During the talk I will present the issues encountered during the process of intonation prediction and generation in a text to speech system on the example from Polish.

The prosodic analysis in speech synthesis usually involves the modelling of various components: segmental duration, division into prosodic phrases, stress and accent place assignment, modelling different accent/boundary tone types as well as F0 contour generation. Each of these plays a role in generating natural sounding speech, essential but not a trivial task for any text to speech system.

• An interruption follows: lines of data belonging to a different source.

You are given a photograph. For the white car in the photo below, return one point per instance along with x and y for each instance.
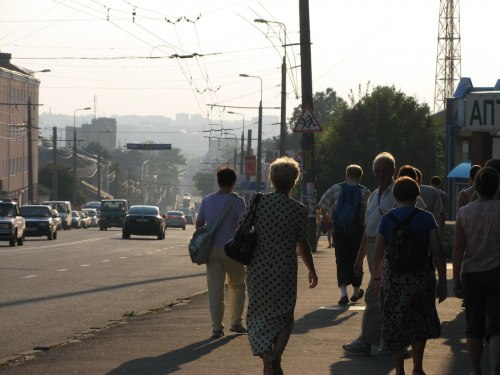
(92, 213)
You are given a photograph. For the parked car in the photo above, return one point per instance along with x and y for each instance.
(145, 221)
(39, 221)
(85, 220)
(64, 209)
(175, 219)
(94, 218)
(57, 219)
(76, 220)
(113, 211)
(12, 224)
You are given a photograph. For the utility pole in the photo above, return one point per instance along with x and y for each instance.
(309, 188)
(54, 163)
(30, 154)
(283, 107)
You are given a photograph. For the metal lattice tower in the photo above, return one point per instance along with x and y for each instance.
(449, 60)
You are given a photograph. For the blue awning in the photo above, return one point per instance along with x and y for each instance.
(461, 170)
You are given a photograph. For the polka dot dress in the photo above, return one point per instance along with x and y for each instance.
(272, 274)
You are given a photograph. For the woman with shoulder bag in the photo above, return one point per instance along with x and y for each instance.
(281, 224)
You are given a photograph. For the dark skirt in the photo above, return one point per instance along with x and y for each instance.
(346, 251)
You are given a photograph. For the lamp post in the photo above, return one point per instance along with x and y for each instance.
(242, 140)
(74, 152)
(258, 178)
(235, 146)
(30, 140)
(283, 90)
(99, 165)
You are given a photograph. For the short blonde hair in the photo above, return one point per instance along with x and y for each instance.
(284, 173)
(354, 170)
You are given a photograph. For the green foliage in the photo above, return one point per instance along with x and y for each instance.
(383, 120)
(204, 182)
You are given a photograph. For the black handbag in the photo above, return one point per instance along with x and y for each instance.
(241, 247)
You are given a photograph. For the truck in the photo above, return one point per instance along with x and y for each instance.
(12, 224)
(64, 210)
(113, 211)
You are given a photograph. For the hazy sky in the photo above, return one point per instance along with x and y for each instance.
(120, 51)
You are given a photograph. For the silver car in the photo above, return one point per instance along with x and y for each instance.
(175, 219)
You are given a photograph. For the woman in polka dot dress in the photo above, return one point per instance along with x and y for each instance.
(281, 224)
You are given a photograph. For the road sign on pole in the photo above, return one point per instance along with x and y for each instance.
(307, 122)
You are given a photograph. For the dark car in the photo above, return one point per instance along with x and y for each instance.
(175, 219)
(189, 219)
(144, 221)
(40, 221)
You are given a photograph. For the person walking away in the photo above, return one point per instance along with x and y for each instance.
(406, 291)
(348, 203)
(465, 195)
(437, 183)
(476, 269)
(432, 200)
(219, 266)
(379, 202)
(282, 227)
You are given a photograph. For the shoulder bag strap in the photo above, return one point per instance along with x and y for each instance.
(225, 211)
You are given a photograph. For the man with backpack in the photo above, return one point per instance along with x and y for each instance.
(348, 203)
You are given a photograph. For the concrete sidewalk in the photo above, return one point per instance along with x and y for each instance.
(177, 340)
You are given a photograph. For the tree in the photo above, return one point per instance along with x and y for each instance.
(383, 120)
(204, 182)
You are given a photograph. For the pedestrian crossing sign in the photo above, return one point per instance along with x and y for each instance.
(307, 122)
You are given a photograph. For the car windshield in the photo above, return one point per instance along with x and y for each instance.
(113, 206)
(34, 211)
(143, 211)
(7, 210)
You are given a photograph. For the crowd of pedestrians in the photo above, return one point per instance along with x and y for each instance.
(397, 228)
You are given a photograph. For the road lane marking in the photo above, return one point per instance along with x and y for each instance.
(346, 308)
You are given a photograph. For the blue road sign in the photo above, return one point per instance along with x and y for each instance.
(149, 146)
(252, 185)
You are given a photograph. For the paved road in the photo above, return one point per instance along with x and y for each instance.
(53, 289)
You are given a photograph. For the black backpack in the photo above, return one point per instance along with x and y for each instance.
(404, 252)
(348, 216)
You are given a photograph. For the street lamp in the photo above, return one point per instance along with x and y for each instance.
(30, 141)
(242, 139)
(283, 90)
(258, 178)
(74, 152)
(235, 146)
(99, 165)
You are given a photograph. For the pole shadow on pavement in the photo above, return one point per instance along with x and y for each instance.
(171, 362)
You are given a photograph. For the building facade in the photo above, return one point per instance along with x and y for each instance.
(18, 88)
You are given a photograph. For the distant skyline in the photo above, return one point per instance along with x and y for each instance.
(126, 54)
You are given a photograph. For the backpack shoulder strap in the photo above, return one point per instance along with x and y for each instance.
(412, 214)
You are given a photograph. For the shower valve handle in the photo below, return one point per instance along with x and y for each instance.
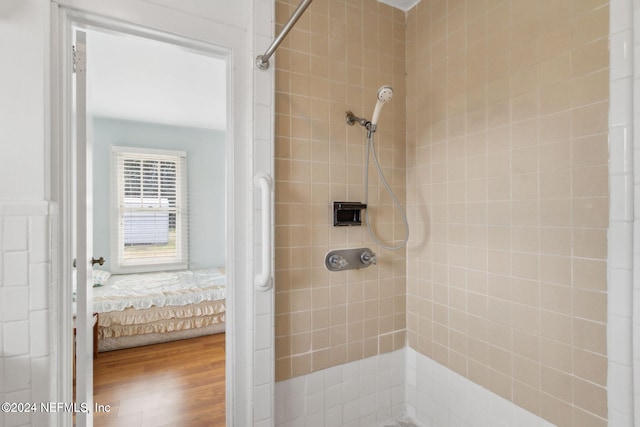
(338, 261)
(369, 258)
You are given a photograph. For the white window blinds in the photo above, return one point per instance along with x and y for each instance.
(151, 209)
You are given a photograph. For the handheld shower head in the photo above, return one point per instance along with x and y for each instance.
(385, 93)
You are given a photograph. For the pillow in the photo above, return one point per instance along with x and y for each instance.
(100, 277)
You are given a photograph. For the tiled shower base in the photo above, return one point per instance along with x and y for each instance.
(399, 389)
(402, 422)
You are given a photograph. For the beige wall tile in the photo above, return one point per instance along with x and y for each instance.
(500, 156)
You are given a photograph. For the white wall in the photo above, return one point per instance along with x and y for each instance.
(620, 326)
(29, 234)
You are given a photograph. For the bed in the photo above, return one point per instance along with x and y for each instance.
(149, 308)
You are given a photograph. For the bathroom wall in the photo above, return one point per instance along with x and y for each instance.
(507, 118)
(30, 344)
(334, 60)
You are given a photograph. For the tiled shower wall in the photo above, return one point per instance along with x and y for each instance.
(507, 118)
(334, 60)
(26, 337)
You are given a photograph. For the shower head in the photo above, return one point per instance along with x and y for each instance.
(385, 93)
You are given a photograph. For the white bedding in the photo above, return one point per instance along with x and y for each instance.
(173, 288)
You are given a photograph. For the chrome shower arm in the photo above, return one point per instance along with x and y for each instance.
(262, 61)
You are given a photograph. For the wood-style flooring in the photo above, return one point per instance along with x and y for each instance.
(181, 383)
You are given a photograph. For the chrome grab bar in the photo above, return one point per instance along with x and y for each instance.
(262, 61)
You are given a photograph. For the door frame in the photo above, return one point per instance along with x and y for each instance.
(66, 18)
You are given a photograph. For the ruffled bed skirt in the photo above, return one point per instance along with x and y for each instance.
(133, 327)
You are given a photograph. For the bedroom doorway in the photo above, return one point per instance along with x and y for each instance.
(151, 122)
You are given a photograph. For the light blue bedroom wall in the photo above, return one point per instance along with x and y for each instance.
(205, 150)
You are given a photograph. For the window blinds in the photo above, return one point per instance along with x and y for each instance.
(151, 206)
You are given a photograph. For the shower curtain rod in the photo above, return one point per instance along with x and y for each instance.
(262, 61)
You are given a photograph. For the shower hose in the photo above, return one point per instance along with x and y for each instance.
(371, 149)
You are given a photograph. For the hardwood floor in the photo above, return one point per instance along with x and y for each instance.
(181, 383)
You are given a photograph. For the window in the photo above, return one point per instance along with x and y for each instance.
(150, 210)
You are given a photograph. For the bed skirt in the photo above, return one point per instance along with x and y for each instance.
(132, 328)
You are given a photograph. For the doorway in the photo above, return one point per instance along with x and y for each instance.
(150, 98)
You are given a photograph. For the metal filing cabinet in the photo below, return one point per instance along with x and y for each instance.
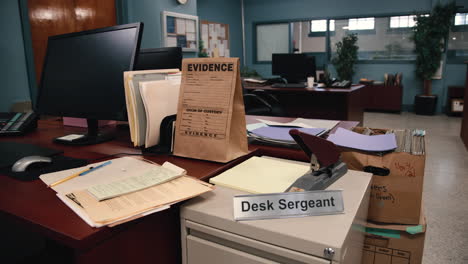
(210, 234)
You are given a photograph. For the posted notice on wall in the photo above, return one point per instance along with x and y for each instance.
(211, 117)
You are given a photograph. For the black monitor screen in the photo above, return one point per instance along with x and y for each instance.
(83, 72)
(159, 58)
(295, 67)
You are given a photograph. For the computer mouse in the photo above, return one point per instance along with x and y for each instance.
(22, 164)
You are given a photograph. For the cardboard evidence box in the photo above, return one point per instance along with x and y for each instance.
(394, 244)
(396, 197)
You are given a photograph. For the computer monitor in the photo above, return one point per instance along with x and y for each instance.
(294, 67)
(83, 77)
(159, 58)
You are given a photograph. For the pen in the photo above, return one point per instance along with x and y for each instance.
(81, 173)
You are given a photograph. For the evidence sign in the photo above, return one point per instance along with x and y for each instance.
(290, 204)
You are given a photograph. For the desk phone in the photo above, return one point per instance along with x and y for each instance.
(12, 123)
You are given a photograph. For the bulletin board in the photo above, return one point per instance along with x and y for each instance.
(180, 30)
(215, 37)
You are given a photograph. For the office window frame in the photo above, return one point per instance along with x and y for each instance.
(323, 33)
(358, 25)
(329, 34)
(255, 37)
(453, 55)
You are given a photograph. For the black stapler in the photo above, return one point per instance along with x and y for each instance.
(325, 164)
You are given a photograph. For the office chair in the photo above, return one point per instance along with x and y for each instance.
(255, 105)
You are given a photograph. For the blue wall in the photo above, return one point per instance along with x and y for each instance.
(231, 14)
(14, 86)
(276, 10)
(13, 71)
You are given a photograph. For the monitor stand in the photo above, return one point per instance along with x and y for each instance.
(92, 137)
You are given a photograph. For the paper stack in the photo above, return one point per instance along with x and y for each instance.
(150, 96)
(378, 143)
(127, 189)
(262, 175)
(277, 133)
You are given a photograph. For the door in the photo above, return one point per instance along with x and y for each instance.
(55, 17)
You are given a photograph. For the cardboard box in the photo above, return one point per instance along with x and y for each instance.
(394, 244)
(396, 195)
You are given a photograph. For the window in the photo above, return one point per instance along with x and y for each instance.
(321, 25)
(402, 21)
(271, 38)
(366, 23)
(461, 19)
(381, 45)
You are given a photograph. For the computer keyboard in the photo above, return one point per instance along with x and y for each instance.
(12, 123)
(288, 85)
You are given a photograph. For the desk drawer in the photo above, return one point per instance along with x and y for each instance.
(202, 237)
(200, 251)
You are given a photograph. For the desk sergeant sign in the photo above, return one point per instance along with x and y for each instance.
(291, 204)
(210, 116)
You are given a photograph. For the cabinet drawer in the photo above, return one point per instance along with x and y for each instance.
(200, 251)
(245, 245)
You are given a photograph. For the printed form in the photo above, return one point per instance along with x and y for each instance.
(207, 99)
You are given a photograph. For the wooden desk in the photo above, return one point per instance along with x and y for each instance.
(323, 103)
(151, 239)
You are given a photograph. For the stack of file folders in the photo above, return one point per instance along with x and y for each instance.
(150, 96)
(126, 189)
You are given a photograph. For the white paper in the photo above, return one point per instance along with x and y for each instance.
(154, 176)
(190, 24)
(222, 32)
(71, 137)
(120, 168)
(221, 49)
(211, 27)
(204, 31)
(303, 122)
(251, 127)
(191, 37)
(180, 25)
(213, 44)
(171, 41)
(350, 139)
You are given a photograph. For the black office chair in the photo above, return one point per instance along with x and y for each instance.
(255, 105)
(272, 101)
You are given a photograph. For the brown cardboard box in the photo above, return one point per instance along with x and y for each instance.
(396, 197)
(394, 244)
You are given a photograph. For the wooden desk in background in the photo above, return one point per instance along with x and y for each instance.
(322, 103)
(151, 239)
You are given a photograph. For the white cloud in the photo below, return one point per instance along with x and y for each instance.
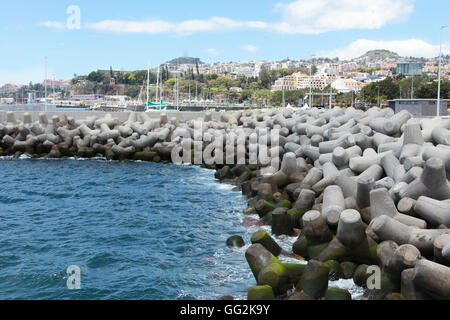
(296, 17)
(406, 48)
(162, 26)
(23, 76)
(54, 25)
(250, 48)
(213, 51)
(319, 16)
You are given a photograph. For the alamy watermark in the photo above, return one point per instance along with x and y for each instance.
(74, 277)
(240, 148)
(74, 20)
(374, 281)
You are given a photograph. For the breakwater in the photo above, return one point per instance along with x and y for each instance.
(366, 192)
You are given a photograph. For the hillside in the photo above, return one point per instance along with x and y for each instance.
(379, 54)
(185, 60)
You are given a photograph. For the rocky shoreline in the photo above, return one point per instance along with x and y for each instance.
(366, 193)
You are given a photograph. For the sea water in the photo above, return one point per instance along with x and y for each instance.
(135, 231)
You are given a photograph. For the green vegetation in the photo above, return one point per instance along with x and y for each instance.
(380, 54)
(401, 87)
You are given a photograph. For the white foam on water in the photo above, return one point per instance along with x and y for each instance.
(356, 291)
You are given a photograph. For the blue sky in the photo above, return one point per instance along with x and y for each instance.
(127, 34)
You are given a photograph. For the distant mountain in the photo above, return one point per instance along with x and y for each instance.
(185, 60)
(379, 54)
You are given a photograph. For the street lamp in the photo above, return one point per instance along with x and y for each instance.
(378, 96)
(310, 81)
(439, 77)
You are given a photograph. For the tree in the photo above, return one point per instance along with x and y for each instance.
(428, 90)
(389, 89)
(96, 77)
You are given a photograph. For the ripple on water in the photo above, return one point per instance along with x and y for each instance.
(137, 230)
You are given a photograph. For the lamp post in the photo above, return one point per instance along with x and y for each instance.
(310, 81)
(439, 73)
(45, 82)
(378, 96)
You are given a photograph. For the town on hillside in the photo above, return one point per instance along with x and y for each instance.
(374, 78)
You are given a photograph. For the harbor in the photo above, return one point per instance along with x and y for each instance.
(348, 190)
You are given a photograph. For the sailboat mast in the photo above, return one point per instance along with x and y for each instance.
(148, 84)
(157, 87)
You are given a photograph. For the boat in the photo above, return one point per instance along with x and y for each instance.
(158, 105)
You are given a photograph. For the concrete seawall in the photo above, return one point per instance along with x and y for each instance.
(121, 116)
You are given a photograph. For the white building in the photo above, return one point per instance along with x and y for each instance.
(345, 85)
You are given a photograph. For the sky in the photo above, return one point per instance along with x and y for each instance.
(80, 36)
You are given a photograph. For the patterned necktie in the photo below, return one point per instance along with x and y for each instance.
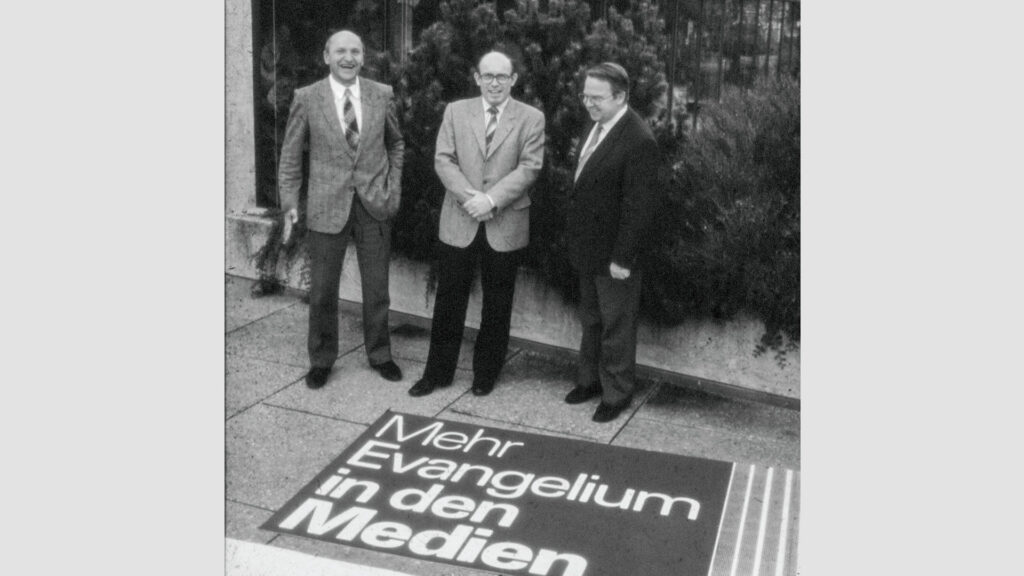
(492, 124)
(351, 126)
(588, 152)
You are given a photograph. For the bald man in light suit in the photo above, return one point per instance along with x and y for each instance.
(355, 158)
(489, 152)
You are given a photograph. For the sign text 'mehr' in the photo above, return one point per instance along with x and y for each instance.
(511, 501)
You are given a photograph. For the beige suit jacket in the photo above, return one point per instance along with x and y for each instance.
(506, 173)
(336, 171)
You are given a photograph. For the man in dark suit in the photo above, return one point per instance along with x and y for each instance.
(489, 151)
(610, 213)
(355, 155)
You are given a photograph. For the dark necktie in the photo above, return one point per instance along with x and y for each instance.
(492, 124)
(588, 152)
(351, 126)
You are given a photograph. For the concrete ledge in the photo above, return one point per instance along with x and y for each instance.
(715, 357)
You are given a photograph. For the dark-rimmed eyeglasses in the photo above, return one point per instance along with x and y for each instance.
(501, 78)
(596, 99)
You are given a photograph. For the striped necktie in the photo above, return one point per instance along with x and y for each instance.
(492, 124)
(351, 126)
(588, 152)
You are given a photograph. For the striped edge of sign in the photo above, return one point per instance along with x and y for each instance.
(758, 533)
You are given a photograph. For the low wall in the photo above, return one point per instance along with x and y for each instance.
(718, 356)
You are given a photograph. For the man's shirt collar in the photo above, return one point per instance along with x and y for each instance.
(339, 89)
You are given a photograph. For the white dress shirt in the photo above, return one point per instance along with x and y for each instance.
(339, 100)
(605, 128)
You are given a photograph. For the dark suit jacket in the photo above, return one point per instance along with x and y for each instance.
(336, 171)
(613, 203)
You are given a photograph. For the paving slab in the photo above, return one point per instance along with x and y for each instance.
(531, 392)
(355, 393)
(699, 409)
(248, 559)
(372, 558)
(413, 342)
(241, 309)
(273, 452)
(249, 380)
(282, 336)
(244, 522)
(457, 416)
(705, 443)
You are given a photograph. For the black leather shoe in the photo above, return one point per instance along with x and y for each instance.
(265, 287)
(482, 386)
(389, 370)
(425, 386)
(607, 412)
(316, 377)
(580, 395)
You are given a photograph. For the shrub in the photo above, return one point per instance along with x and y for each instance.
(733, 228)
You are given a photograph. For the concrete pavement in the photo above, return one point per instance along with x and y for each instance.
(280, 434)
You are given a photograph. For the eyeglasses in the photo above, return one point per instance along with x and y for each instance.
(596, 99)
(501, 78)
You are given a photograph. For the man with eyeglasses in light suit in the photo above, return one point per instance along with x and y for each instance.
(611, 209)
(489, 152)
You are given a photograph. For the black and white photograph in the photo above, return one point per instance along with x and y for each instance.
(512, 287)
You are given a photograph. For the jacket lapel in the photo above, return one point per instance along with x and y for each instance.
(606, 144)
(373, 111)
(504, 128)
(330, 111)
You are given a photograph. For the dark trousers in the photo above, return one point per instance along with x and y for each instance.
(456, 268)
(327, 253)
(608, 311)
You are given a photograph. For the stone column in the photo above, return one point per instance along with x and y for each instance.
(240, 153)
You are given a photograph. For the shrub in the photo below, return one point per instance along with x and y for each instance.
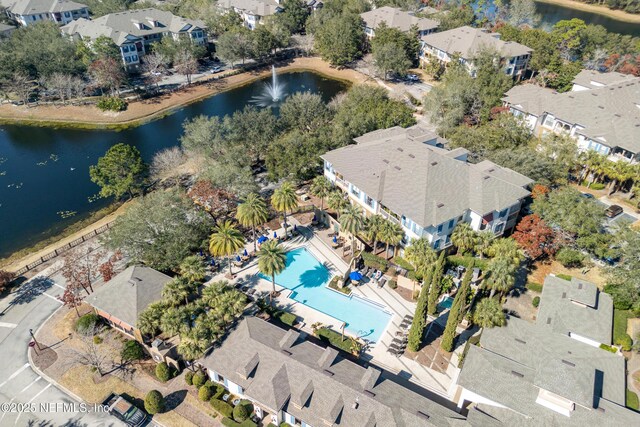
(163, 372)
(205, 393)
(570, 258)
(371, 260)
(242, 411)
(625, 342)
(199, 378)
(111, 103)
(87, 322)
(223, 407)
(132, 350)
(188, 378)
(154, 402)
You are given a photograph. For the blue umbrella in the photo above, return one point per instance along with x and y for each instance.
(355, 275)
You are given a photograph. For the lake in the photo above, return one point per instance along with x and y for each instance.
(44, 172)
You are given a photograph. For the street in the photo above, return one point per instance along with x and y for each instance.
(30, 399)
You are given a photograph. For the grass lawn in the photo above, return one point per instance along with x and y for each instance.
(620, 318)
(632, 400)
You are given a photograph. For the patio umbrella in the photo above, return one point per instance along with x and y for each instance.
(355, 275)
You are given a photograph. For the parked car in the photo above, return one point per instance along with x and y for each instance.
(125, 411)
(613, 211)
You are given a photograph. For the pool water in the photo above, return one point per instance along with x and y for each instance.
(307, 278)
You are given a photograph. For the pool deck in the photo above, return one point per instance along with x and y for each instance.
(376, 354)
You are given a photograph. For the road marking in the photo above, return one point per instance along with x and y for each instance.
(32, 399)
(15, 374)
(7, 325)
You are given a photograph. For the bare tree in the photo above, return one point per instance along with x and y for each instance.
(186, 64)
(155, 65)
(166, 162)
(89, 353)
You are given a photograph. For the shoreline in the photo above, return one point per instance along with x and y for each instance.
(616, 14)
(142, 112)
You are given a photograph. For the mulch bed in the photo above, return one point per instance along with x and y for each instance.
(43, 358)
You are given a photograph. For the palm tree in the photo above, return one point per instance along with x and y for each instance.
(175, 291)
(337, 201)
(373, 229)
(488, 313)
(321, 187)
(500, 275)
(225, 241)
(463, 237)
(271, 261)
(352, 221)
(192, 269)
(251, 213)
(484, 240)
(391, 234)
(284, 199)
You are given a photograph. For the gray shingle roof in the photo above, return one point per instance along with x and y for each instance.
(610, 114)
(421, 181)
(396, 18)
(129, 293)
(253, 7)
(30, 7)
(468, 41)
(558, 311)
(294, 379)
(514, 362)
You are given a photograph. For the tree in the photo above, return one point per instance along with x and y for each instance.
(488, 314)
(340, 39)
(161, 230)
(464, 237)
(120, 171)
(108, 73)
(271, 261)
(388, 58)
(391, 234)
(436, 284)
(535, 237)
(456, 311)
(185, 64)
(321, 187)
(284, 199)
(215, 201)
(154, 402)
(252, 212)
(352, 221)
(192, 269)
(226, 240)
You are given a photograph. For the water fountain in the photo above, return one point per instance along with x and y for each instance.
(272, 93)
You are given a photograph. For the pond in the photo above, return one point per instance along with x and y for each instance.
(44, 172)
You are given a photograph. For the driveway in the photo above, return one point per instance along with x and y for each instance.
(32, 399)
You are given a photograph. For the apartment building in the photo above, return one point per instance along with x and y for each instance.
(406, 176)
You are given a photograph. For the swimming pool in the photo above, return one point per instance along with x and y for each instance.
(307, 278)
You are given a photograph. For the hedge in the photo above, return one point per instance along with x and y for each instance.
(223, 407)
(86, 322)
(371, 260)
(335, 339)
(465, 261)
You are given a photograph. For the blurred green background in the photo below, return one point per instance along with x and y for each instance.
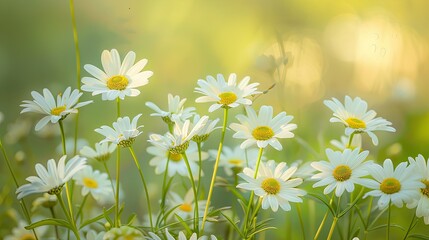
(377, 50)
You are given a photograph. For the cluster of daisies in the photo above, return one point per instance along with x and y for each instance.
(180, 151)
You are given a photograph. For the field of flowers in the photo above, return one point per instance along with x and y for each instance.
(291, 133)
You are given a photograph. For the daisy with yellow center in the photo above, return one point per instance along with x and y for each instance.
(119, 79)
(225, 94)
(357, 119)
(176, 165)
(123, 133)
(421, 203)
(56, 110)
(185, 206)
(396, 186)
(274, 185)
(263, 129)
(342, 171)
(94, 182)
(233, 160)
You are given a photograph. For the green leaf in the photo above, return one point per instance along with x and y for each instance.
(99, 217)
(50, 221)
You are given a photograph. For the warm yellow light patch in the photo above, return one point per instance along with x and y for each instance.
(117, 83)
(271, 186)
(425, 191)
(390, 186)
(58, 110)
(355, 123)
(342, 173)
(175, 157)
(262, 133)
(186, 207)
(227, 98)
(90, 183)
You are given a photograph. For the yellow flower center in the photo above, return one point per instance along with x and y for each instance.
(390, 186)
(262, 133)
(355, 123)
(90, 183)
(175, 157)
(236, 162)
(271, 186)
(58, 110)
(227, 98)
(425, 191)
(342, 173)
(117, 83)
(186, 207)
(27, 236)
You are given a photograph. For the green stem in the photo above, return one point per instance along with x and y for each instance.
(56, 227)
(331, 231)
(21, 202)
(219, 151)
(301, 221)
(255, 175)
(144, 185)
(68, 215)
(388, 220)
(196, 217)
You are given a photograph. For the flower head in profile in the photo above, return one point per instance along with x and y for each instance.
(178, 141)
(394, 185)
(226, 94)
(176, 164)
(355, 116)
(123, 232)
(118, 79)
(176, 110)
(205, 131)
(234, 160)
(52, 178)
(94, 182)
(263, 129)
(123, 133)
(66, 103)
(101, 153)
(274, 185)
(421, 167)
(186, 205)
(342, 171)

The prosody generation implementation discussed here concentrates on two components, accent type and F0 prediction, a process, carried out in two stages using machine learning techniques:
-prediction of accent placement and accent type using classification and regression trees
-prediction/generation of F0 contour using linear regression

In this study, based on a speech database PoInt, the analysis of the acoustic parameters characterising accent types in Polish has been performed in which features characteristic for each accent type were derived. Additionally, accent type study involved classification of contour types using machine learning techniques, especially neural networks and hierarchical clustering.

In the process of current work, both prediction of accent placement and accent type as well as prediction/generation of F0 contour has been implemented in Festival TTS system. The accent types classified by ML methods serve as input to Festival's prosody prediction/generation module using language specific features. The evaluation of classification process, symbolic results from prosody prediction and generation, and future work will also be presented.